I wrote a long research article about why Wright should bat second. Well, in part. It was about lineup optimization in general but batting Wright second is absolutely the right move. Just because something is done a certain way across the league or for a long time does not mean it's the right way to do it. There is a lot of data that not only supports what I just said but definitively so. This is a "well maybe it does, maybe it doesn't". Having a good hitter second is more important than having a good hitter third, especially if it's a high OBP sort of player, which Wright is.

Stephen Guilbert said...

Dallas is spot on with this. Beyond the Box Score ran the numbers and simple lineup optimization can get you an extra win a season. Just from filling out the lineup card the right way. For a team that has a small margin for error, a win might make all the difference.

Just a suggestion for some members here, do a little bit of research on lineup optimization, run value batting order data, and general precedence for run production based on hitter profile. I think you'd be surprised at what you'll find and interested in the topic.

Dallas said...

Maybe because I never played any organized baseball but I can't wrap my head around why moving a players around in the lineup a few spots would confuse, mess up or ruin their game in any way. I guess stars with egos could throw tantrums, but if they were a star to begin with hard to believe hitting 5th instead of 3rd will hurt their game. The Yankees batted Jeter 2nd last year despite his drastically reduced capabilities (.256/.304/.313) because they worried about his ego, not to mention it was the way things were always done. They probably cost themselves a few games because of that.
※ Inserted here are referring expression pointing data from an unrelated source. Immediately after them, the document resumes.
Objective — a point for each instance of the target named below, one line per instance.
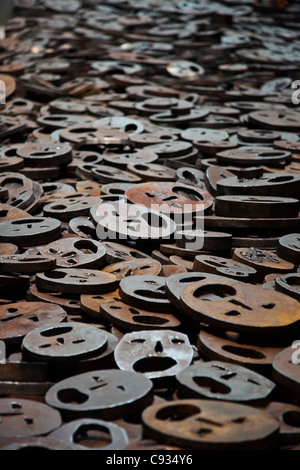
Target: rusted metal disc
(287, 415)
(277, 119)
(63, 121)
(177, 282)
(82, 227)
(133, 268)
(10, 86)
(240, 307)
(71, 252)
(210, 425)
(184, 69)
(92, 434)
(8, 248)
(46, 155)
(74, 281)
(18, 319)
(201, 134)
(238, 348)
(25, 264)
(263, 261)
(286, 371)
(253, 156)
(65, 342)
(289, 284)
(71, 303)
(67, 208)
(152, 172)
(224, 267)
(221, 381)
(278, 184)
(215, 174)
(171, 198)
(289, 247)
(159, 355)
(133, 157)
(203, 240)
(256, 206)
(146, 292)
(93, 135)
(24, 418)
(29, 232)
(109, 174)
(115, 252)
(135, 319)
(20, 189)
(91, 304)
(133, 223)
(101, 394)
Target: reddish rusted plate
(65, 342)
(135, 319)
(286, 368)
(101, 394)
(159, 355)
(91, 434)
(170, 198)
(240, 307)
(18, 319)
(210, 425)
(218, 380)
(74, 281)
(30, 231)
(238, 348)
(24, 418)
(26, 264)
(146, 292)
(75, 252)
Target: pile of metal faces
(149, 225)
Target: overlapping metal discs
(149, 226)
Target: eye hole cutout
(92, 436)
(177, 412)
(72, 396)
(56, 331)
(217, 291)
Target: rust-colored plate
(101, 394)
(210, 425)
(18, 319)
(65, 342)
(135, 319)
(24, 418)
(240, 307)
I agree with Stephen. There is a reason the A's(moneyball teams) have played well on shoe string budgets because they challenge the norm all the time to exploit the inefficiencies of those stuck in their old ways.

Stephen Guilbert said...

It doesn't, Dallas. Especially not with a player like Wright, the only one with the track record and clout to even think about moaning about something that petty. Wright just wouldn't do it, nor would it get to him.
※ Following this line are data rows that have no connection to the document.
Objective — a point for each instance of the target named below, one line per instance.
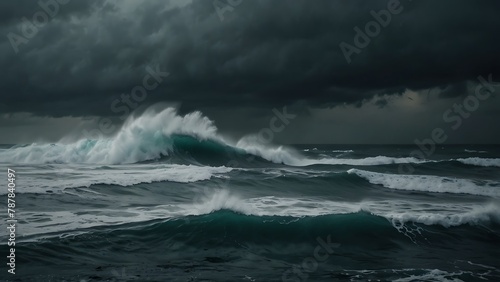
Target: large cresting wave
(165, 134)
(190, 139)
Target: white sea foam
(60, 177)
(429, 183)
(481, 161)
(147, 137)
(475, 151)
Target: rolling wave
(190, 139)
(430, 183)
(481, 162)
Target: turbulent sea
(170, 199)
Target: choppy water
(184, 206)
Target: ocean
(178, 202)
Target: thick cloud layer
(254, 53)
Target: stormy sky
(350, 71)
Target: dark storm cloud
(264, 53)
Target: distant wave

I think this is blown way out of proportion and as someone who does understand lineup optimization, I was pretty happy with yesterday's lineup. Eventually I would like to move Granderson down in the order because I don't like wasting power leading off but overall I liked it. It also takes some pressure off of Flores, Lagares and d'Arnaud all of whom are still quite young. Terry had a lot of success working Duda into higher leverage spots in the batting order last year.

Anonymous said...

I never said that it would mess up David Wright at all. Mostly, I don't care very much. But I do think it's strangely inconsistent of the organization to talk about batting pitcher 8th, etc, to get David more RBI opportunities, and then turn around to bat him 2nd. Again, the two thoughts are in opposition. Which is it?

I do believe that players get comfortable in roles and that these things effect them. So there's Murphy to consider, and Lagares, and Granderson.

FWIW, I've always liked great hitters in the #2 spot. I imagine they will flip it around against LHP.

Thomas Brennan said...

As long as Terry doesn't bat Bartolo in the leadoff spot, it's all good. Kidding aside, interesting discussion.

I will add, and I appreciate Colon, I believe outfielders reeled at least a couple of home run balls in with great catches. We'll see how prone he is to the long ball In 2015.

He sure was good Monday, though.

Thomas Brennan said...

With those HR catches, I meant last year.

Stephen Guilbert said...

Because it doesn't matter if the pitcher hits 8th or 9th. The data we have, which is conclusive, says that the second hitter comes up in leverage situations with the same impact as the third hitter but more times...because they hit second and not third. So you want the better hitter hitting second than third.

Let's listen to the data we do have instead of ignoring it for norms that none of us can explain.